Ternate – Badan Pembinaan Hukum Nasional (BPHN) Kementerian Hukum (Kemenkum) menyelenggarakan Rapat Kerja Teknis Program Pembinaan Hukum Nasional Tahun 2026. Kakanwil Kemenkum Malut, Budi Argap Situngkir, Kadiv Peraturan Perundang-undangan dan Pembinaan Hukum, Mia Kusuma Fitriana, Kabag Tata Usaha dan Umum, La Dariani dan jajaran mengikuti secara virtual kegiatan tersebut, Kamis (22/1).
Dalam arahannya, Kepala Badan Pembinaan Hukum Nasional, Min Usihen, menegaskan bahwa rapat kerja teknis ini menjadi momentum penting untuk menyatukan pemahaman, arah kebijakan, serta langkah strategis seluruh Kantor Wilayah dalam melaksanakan pembinaan hukum nasional di daerah.

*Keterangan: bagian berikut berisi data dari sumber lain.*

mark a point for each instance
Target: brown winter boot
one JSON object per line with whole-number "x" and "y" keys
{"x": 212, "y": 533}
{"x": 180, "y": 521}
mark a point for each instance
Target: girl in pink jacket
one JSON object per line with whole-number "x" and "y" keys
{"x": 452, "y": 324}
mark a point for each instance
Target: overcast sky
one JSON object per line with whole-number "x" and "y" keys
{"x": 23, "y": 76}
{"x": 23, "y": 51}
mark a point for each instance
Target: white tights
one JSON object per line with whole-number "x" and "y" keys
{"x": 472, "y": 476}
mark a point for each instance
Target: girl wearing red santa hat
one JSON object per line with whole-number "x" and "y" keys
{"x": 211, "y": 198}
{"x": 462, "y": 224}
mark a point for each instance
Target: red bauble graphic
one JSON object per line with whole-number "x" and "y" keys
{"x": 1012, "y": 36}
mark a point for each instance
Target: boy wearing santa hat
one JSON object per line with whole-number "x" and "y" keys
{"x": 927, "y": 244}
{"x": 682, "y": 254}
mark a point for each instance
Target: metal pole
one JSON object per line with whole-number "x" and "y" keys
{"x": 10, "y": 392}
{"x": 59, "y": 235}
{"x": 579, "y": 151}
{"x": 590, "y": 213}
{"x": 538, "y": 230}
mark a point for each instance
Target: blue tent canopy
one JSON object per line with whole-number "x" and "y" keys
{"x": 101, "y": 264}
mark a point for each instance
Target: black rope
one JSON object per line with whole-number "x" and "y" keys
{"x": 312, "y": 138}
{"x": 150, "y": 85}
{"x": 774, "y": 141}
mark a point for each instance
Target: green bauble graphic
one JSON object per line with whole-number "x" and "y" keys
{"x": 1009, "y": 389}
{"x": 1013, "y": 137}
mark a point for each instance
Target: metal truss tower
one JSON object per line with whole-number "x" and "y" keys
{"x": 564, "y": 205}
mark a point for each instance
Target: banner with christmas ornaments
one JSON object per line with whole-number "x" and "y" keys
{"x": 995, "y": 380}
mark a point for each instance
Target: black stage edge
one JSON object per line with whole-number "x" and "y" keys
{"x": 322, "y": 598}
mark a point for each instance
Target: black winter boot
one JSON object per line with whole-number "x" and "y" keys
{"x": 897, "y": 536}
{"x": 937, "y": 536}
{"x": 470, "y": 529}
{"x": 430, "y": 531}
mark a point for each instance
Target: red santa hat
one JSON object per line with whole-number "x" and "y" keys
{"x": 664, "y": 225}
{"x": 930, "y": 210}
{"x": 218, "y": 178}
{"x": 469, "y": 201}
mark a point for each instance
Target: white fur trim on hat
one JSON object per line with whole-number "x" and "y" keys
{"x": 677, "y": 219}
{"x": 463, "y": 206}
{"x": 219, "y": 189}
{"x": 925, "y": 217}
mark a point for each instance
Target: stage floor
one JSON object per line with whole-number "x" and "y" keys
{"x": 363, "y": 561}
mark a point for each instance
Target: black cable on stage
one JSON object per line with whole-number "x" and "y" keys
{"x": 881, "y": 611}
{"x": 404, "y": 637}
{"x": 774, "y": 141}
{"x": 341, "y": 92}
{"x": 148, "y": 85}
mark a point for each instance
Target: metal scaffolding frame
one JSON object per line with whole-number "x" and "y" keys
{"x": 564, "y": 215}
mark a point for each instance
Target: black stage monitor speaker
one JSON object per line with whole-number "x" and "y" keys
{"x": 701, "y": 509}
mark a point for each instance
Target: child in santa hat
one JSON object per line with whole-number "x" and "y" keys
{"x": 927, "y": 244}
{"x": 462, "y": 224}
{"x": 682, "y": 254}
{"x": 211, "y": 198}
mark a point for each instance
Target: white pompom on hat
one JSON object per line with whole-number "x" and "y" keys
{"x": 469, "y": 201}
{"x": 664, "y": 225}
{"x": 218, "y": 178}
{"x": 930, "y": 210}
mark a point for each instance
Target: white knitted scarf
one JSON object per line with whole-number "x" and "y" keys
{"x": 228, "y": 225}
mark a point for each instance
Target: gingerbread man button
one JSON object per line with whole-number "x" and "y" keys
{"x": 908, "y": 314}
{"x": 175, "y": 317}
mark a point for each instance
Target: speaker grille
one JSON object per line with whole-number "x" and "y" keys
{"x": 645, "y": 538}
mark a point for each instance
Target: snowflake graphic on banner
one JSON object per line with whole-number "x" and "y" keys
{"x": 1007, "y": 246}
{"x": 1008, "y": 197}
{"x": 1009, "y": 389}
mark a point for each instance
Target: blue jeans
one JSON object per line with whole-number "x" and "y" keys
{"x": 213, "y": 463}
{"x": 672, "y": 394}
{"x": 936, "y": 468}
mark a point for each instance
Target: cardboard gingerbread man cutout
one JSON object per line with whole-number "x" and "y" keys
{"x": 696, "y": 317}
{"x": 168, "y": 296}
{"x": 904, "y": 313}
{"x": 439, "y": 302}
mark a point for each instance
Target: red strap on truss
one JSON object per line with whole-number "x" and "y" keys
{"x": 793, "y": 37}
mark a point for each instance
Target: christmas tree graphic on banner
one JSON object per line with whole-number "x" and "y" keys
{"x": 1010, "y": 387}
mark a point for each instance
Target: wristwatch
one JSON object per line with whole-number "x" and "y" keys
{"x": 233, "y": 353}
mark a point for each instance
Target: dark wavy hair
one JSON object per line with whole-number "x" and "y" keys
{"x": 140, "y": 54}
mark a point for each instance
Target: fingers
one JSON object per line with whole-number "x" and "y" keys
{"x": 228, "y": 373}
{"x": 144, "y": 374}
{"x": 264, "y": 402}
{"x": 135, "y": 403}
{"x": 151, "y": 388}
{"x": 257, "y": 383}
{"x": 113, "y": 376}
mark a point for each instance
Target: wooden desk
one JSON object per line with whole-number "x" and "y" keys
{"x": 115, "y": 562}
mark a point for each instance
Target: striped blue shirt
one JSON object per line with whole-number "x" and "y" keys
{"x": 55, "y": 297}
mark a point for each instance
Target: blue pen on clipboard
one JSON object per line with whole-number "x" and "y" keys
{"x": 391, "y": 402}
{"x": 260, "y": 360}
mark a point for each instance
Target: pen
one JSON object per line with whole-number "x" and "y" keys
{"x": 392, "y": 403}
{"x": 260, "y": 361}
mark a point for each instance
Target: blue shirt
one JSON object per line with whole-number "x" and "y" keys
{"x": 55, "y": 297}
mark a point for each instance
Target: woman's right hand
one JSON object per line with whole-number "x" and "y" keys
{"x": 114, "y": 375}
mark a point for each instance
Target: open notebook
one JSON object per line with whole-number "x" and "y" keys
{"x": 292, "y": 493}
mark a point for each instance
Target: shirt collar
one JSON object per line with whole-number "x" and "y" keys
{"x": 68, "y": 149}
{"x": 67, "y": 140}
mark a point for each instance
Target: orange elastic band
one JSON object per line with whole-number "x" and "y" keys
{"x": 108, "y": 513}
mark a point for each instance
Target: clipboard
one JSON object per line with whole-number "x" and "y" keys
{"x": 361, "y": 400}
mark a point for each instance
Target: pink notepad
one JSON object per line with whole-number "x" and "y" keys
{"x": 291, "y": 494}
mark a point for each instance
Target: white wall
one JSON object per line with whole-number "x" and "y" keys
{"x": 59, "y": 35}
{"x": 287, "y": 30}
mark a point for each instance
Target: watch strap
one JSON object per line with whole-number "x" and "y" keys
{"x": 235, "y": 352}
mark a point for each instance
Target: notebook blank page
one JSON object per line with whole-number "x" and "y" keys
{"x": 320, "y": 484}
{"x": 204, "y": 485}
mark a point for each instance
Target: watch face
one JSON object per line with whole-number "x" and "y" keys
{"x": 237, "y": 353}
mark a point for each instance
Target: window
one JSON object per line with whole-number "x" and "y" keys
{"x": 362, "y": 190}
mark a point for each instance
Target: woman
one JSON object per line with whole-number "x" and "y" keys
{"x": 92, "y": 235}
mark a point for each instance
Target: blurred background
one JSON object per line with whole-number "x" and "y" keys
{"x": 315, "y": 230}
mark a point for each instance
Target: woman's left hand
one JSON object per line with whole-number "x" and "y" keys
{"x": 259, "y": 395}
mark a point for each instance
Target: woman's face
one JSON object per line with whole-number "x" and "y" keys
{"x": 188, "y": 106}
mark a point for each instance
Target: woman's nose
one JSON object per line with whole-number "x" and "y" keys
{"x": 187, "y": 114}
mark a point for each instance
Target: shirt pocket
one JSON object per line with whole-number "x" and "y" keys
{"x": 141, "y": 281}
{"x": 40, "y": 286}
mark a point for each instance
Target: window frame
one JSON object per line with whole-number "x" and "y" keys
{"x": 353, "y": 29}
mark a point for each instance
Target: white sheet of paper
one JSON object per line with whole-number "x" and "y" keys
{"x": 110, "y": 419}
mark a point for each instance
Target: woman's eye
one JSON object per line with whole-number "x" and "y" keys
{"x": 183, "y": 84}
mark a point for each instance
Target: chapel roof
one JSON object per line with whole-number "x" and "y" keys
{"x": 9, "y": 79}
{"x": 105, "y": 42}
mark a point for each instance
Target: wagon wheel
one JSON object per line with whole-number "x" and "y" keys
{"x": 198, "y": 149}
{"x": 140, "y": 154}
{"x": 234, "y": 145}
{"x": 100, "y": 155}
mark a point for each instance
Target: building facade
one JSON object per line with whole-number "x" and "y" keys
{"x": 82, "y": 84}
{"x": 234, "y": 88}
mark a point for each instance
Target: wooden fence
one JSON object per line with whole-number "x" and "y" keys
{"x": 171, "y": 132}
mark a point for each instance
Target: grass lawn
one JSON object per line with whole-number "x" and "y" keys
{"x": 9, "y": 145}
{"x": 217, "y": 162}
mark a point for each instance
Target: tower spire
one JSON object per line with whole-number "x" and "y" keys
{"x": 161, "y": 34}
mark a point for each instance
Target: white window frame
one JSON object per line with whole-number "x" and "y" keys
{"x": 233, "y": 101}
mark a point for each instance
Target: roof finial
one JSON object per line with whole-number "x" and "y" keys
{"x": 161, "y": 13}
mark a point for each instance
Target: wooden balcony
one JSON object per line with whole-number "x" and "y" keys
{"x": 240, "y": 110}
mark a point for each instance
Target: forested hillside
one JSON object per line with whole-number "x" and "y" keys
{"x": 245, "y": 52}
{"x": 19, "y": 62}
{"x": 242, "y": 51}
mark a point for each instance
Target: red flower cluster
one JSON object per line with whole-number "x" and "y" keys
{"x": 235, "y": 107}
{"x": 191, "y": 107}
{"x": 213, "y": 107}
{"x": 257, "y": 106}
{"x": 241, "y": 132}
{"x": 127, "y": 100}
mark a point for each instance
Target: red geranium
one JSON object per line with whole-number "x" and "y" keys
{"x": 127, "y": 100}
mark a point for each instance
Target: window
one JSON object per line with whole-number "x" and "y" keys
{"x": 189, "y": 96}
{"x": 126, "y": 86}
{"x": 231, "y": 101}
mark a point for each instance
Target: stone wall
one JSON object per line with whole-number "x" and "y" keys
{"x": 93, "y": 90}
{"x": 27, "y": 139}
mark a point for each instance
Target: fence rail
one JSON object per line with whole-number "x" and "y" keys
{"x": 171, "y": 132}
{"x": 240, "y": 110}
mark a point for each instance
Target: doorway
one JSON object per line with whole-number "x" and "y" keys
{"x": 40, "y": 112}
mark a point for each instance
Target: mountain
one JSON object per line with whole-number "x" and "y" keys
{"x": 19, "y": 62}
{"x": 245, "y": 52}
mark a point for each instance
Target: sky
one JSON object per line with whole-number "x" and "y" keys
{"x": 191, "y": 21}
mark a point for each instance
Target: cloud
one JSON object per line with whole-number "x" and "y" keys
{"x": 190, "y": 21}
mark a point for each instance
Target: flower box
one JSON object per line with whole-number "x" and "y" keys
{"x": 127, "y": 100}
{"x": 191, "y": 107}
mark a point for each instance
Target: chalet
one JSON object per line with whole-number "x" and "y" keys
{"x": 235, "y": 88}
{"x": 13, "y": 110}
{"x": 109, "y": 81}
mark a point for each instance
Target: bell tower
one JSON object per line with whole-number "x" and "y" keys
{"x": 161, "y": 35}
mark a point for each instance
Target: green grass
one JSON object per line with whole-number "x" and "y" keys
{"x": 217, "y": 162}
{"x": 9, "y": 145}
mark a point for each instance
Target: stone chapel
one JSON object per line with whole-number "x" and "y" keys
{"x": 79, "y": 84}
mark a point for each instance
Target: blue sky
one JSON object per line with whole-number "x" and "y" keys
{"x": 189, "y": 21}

Ia menekankan pentingnya peningkatan kepatuhan hukum masyarakat, pembangunan budaya hukum, serta penguatan kepastian dan keadilan hukum sebagai fondasi pembangunan hukum nasional.
“Kegiatan pembinaan hukum harus mampu memberikan dampak nyata bagi masyarakat, baik melalui pembinaan Pos Bantuan Hukum di desa dan kelurahan, penguatan Indeks Reformasi Hukum, maupun analisis dan evaluasi peraturan daerah,” tegas Min Usihen.
Kepala BPHN juga menekankan bahwa sinergi antara BPHN dan Kantor Wilayah menjadi kunci keberhasilan pelaksanaan program prioritas tahun 2026. Kanwil diharapkan aktif melakukan pendampingan kepada Pemerintah Daerah, meningkatkan kualitas regulasi daerah, serta memperluas akses masyarakat terhadap layanan dan informasi hukum.
Kaitan dengan itu, Kakanwil Kemenkum Malut, Budi Argap Situngkir yang akrab disapa BAS tersebut, menyambut baik pelaksanaan rapat kerja teknis ini dan menegaskan komitmen jajarannya untuk mendukung dan mengimplementasikan arah kebijakan serta program prioritas BPHN di wilayah Maluku Utara.
“Arahan dan kebijakan BPHN menjadi pedoman bagi kami di daerah untuk memperkuat pembinaan hukum nasional, khususnya dalam pembinaan Posbankum, penguatan Indeks Reformasi Hukum, serta analisis dan evaluasi peraturan daerah,” ujar Argap.
Lebih lanjut, Argap mengajak seluruh jajaran Kanwil Kemenkum Maluku Utara untuk menjadikan Tahun 2026 sebagai momentum peningkatan kualitas pembinaan hukum yang berorientasi pada kepastian hukum dan keadilan bagi masyarakat. Menurutnya, keberhasilan pembinaan hukum tidak hanya ditentukan oleh regulasi, tetapi juga oleh komitmen dan sinergi seluruh pemangku kepentingan.
“Kolaborasi dengan Pemerintah Daerah dan seluruh pemangku kepentingan menjadi kunci agar pembinaan hukum benar-benar dirasakan manfaatnya oleh masyarakat,” ungkap Argap.
Rapat kerja teknis ini diikuti oleh seluruh Kantor Wilayah Kementerian Hukum se-Indonesia dan diisi dengan pemaparan materi terkait pembinaan Pos Bantuan Hukum, Indeks Reformasi Hukum, analisis dan evaluasi peraturan perundang-undangan, literasi hukum, serta penguatan Jaringan Dokumentasi dan Informasi Hukum Nasional sebagai bagian dari pembangunan hukum nasional yang berkelanjutan.